Chunking Strategies¶
Chunkin uses LangChain text splitters for all chunking strategies. These are battle-tested components that provide high-quality document splitting.
recursive (Default)¶
RecursiveCharacterTextSplitter from LangChain - Recursively splits text using a hierarchy of separators.
Default separators: ["\n\n", "\n", " ", ""]
Best for: General purpose text chunking with good context preservation.
character¶
CharacterTextSplitter from LangChain - Simple character-based splitting.
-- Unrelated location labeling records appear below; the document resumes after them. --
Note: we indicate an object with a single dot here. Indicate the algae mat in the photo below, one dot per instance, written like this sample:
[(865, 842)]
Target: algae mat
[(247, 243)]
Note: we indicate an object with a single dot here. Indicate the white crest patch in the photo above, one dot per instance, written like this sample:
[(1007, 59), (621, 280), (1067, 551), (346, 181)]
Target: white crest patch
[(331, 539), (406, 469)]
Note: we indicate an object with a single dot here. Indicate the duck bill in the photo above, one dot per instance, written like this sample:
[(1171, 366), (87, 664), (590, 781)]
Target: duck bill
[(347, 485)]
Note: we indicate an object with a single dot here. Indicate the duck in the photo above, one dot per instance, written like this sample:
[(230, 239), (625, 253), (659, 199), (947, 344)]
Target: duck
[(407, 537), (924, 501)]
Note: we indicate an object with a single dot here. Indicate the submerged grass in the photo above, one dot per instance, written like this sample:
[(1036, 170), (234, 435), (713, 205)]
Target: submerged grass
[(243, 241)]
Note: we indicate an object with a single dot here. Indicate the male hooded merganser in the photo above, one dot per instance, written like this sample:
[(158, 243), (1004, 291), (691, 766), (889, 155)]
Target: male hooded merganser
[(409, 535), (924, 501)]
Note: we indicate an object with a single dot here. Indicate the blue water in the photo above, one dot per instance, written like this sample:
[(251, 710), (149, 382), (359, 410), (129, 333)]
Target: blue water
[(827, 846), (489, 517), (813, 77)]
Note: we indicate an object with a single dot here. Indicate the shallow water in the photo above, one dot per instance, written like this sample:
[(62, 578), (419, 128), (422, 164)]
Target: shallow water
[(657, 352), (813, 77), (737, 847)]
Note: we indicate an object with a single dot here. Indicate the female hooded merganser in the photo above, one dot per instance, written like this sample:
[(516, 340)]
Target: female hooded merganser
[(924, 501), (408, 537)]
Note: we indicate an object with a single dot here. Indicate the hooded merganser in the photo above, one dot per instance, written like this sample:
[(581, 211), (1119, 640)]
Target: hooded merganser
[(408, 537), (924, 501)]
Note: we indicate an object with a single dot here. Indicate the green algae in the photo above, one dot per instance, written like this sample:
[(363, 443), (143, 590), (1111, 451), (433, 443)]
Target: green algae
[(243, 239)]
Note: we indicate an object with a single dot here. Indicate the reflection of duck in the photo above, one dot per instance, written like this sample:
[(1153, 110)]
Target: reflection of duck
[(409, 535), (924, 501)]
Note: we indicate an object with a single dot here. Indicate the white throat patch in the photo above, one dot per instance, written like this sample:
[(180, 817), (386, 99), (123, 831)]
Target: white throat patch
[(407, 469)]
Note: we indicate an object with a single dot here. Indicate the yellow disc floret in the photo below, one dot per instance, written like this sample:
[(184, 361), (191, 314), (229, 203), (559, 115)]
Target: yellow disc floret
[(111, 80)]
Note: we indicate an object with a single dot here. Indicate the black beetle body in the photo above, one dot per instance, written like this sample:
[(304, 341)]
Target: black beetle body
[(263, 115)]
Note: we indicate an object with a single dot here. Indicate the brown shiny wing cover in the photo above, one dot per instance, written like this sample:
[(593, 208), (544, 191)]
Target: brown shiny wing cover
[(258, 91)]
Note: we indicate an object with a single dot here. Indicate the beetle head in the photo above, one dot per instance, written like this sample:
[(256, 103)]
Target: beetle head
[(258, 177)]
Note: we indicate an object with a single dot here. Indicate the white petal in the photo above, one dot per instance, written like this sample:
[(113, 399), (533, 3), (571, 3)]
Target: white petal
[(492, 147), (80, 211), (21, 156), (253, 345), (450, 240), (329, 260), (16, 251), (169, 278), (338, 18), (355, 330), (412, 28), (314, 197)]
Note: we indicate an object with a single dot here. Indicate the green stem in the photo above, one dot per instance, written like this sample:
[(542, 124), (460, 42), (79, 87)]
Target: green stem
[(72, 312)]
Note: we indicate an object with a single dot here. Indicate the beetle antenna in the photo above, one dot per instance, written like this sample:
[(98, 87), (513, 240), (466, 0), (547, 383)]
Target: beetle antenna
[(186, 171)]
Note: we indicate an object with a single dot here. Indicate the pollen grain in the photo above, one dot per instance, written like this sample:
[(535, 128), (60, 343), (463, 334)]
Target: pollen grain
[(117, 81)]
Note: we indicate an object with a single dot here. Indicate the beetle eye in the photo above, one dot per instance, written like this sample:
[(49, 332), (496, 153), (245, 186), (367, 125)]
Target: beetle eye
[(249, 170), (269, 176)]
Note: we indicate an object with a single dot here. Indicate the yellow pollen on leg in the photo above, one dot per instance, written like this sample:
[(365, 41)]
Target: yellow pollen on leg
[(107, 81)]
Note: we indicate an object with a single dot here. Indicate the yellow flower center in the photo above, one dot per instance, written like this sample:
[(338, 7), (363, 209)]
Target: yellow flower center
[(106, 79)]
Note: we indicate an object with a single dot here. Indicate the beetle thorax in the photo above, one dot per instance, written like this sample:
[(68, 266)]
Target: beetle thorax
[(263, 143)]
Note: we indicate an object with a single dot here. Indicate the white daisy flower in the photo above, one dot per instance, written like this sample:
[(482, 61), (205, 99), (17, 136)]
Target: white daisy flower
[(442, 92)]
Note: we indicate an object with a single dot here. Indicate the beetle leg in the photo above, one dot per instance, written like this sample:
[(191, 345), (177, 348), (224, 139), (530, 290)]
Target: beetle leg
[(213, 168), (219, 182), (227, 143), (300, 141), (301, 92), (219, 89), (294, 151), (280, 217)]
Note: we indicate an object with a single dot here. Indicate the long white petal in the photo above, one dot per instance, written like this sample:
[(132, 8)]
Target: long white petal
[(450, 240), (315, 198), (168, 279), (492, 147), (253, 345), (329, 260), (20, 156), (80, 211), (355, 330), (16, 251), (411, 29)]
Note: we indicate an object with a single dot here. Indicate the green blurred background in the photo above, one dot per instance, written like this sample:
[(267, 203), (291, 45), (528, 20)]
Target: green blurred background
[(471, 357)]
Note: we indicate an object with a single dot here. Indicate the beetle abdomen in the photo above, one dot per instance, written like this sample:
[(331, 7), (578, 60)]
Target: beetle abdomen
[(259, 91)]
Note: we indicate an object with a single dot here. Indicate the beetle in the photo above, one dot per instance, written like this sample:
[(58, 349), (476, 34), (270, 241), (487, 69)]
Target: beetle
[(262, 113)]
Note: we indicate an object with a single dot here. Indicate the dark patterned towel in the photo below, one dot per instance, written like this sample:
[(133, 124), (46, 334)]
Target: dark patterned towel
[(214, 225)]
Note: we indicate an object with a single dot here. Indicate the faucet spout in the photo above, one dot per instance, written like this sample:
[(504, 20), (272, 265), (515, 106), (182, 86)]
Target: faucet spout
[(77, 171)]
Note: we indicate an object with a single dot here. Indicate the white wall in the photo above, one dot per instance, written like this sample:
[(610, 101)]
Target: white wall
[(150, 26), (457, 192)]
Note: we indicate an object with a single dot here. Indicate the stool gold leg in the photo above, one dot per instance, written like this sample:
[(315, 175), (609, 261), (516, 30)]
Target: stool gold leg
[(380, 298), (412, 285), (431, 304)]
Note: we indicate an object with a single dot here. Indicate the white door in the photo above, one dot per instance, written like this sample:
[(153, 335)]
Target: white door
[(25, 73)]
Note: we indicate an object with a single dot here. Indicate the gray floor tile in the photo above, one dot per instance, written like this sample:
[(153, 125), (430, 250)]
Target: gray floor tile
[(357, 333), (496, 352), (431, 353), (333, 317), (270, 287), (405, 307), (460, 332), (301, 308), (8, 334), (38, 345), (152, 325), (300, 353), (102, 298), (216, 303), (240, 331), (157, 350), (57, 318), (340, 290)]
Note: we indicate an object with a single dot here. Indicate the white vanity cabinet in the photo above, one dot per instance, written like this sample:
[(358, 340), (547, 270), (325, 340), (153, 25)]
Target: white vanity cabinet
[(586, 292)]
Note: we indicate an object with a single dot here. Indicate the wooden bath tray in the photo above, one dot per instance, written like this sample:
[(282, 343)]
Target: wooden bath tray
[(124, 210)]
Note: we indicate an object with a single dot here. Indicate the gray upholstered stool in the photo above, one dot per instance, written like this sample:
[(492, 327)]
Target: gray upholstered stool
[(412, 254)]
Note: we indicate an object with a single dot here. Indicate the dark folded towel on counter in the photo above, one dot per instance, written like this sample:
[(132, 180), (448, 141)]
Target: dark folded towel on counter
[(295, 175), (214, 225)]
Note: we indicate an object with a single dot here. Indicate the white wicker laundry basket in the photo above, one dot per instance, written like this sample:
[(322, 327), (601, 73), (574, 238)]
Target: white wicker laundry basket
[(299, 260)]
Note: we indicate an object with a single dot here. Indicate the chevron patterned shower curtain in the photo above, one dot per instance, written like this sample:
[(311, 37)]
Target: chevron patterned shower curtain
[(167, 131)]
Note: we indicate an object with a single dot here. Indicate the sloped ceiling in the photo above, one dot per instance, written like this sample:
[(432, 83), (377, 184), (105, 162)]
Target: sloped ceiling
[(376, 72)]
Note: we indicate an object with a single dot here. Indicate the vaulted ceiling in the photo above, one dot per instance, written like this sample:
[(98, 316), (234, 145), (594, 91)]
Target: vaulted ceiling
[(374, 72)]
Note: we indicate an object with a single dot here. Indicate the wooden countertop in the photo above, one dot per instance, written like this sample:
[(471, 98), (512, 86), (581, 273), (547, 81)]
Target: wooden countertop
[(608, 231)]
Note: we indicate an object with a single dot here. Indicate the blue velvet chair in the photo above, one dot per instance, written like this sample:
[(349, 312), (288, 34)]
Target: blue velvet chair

Best for: Simple use cases, consistent chunk sizes.
markdown¶
MarkdownTextSplitter from LangChain - Splits markdown preserving structure.
Best for: Markdown documents where header hierarchy should be respected.
markdown_headers¶
MarkdownHeaderTextSplitter from LangChain - Splits by markdown headers only.
Best for: When you want to group content by section headers.
html_headers¶
HTMLHeaderTextSplitter from LangChain - Splits HTML by header tags.
Best for: HTML documents, web page content.
semantic¶
SemanticChunker from LangChain Experimental - Uses embeddings to split text based on semantic similarity.
Best for: When you want chunks that maintain semantic coherence, better for RAG retrieval quality.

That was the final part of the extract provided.